Former minister responsible says she was not told directly about dirty money flowing in BC casinos
The interim leader of the British Columbia Liberal Party said in a provincial inquiry Thursday that the issue of money laundering in casinos was an “important priority” for the province while she was in charge of gambling, but not the only priority.
Shirley Bond said the government in 2011 was also concerned about gang activity, gun violence and civil forfeiture cases during his tenure as Solicitor General and Minister of Public Safety under the leadership of the Premier of the era, Christy Clark.
“[Money laundering] was one of many priorities, “Bond told the Cullen Commission during his testimony Thursday.” The game is a part of a very large and complex ministry. “
Bond is one of the former cabinet ministers to appear before the inquiry this month as the commission focuses on the government’s actions in the decade and a half that money laundering has worsened in Colombia -British.
Bond was the minister in charge of gambling in the province from March 2011 to February 2012.
In those 11 months, Bond said she never spoke to then-Prime Minister Clark about reports of millions of dollars in suspicious cash entering casinos being linked to organized crime and money laundering. silver.
She said she was not told that top players were buying at casinos for hundreds of thousands of dollars, mostly in $ 20 bills, nor was she aware that casinos in the Lower Mainland were accepting millions in suspicious cash.
“This was never raised with me directly as a minister,” Bond said.
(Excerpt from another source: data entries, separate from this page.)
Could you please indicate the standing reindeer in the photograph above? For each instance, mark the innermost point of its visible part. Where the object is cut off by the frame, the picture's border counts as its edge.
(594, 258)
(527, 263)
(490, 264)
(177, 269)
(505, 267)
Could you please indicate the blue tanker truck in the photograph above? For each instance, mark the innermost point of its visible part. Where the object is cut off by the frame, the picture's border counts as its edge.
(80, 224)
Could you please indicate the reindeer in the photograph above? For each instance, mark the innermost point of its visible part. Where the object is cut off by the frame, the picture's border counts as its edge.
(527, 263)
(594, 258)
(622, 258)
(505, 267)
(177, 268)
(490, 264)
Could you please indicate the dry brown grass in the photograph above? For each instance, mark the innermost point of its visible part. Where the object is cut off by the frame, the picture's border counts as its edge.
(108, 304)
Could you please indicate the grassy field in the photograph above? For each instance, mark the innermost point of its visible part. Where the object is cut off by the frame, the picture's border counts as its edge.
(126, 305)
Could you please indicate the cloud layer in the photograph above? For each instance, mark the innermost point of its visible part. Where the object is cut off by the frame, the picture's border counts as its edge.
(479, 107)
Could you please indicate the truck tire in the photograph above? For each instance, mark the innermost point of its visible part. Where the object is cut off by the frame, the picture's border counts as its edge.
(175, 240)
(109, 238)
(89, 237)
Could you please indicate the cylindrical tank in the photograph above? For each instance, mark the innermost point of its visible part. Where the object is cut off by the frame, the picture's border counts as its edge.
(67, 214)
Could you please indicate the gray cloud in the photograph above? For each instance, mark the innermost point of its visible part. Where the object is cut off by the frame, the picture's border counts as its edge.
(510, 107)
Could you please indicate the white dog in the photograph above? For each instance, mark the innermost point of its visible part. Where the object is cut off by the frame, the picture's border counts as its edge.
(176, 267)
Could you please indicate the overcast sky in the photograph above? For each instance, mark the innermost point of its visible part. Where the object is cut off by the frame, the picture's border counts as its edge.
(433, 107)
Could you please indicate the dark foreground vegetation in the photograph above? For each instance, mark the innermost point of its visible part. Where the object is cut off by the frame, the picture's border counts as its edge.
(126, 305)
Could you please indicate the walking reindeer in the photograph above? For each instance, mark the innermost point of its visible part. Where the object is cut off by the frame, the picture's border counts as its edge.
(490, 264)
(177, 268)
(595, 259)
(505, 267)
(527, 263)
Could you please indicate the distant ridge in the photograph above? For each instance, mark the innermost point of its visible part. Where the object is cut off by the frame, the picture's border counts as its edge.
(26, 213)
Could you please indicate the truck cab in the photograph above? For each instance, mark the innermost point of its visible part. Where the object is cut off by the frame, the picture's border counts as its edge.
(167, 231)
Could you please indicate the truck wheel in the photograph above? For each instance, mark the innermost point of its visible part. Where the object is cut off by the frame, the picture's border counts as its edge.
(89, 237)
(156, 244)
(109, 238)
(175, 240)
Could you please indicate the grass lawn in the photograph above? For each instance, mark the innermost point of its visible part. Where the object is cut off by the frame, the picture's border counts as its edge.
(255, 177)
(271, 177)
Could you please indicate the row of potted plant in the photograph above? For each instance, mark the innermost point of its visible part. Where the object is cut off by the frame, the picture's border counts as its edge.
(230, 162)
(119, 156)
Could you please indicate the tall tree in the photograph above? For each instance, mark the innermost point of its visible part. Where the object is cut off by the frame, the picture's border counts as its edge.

Delay in the creation of the working group
Bond defended her record, noting that she had made sure the province implemented nine of the ten recommendations of the 2011 Kroeker report, which focused on steps British Columbia should take to fight money laundering. .
But commission attorney Patrick McGowan urged Bond to delay implementing the report’s biggest and final recommendation: the creation of a dedicated interagency task force to investigate suspicious activity.
Bond said “public service” staff told him the first nine steps were achievable in the short term and would make a difference. Given the cost and complexity of a working group, she chose to wait and see how the first nine recommendations affected the problem before acting as a team.
The Joint Illegal Gambling Investigation Team (JIGIT) was only launched in 2015. Money laundering had reached its peak by then, according to later reports, with millions of dirty money circulating in the province. .
Clark told the public inquiry on Tuesday that the 2015 tip was the first she had heard of the money laundering problem in her government.
Money laundering has lasting ramifications for the economy of British Columbia. It is linked to organized crime and has been linked to the current province-wide opioid crisis as well as sky-high housing prices in the Lower Mainland.
WATCH | Documents obtained by CBC News in 2011 showed that top RCMP investigators had warned the province against money laundering at BC casinos:
More ministers to come
Former British Columbia Liberal ministers Rich Coleman, Mike de Jong and Kash Heed are due to testify ahead of the inquest later this month. Attorney General David Eby will also be appearing.
2018 report said ‘collective systemic failure’ paved the way for unintentional casinos become “laundromats” for the proceeds of crime since the early 2000s, with over $ 100 million likely cleaned up in BC over about a decade.
The Cullen Commission is examining how British Columbia can best address the problem.
Its final report is expected on December 15.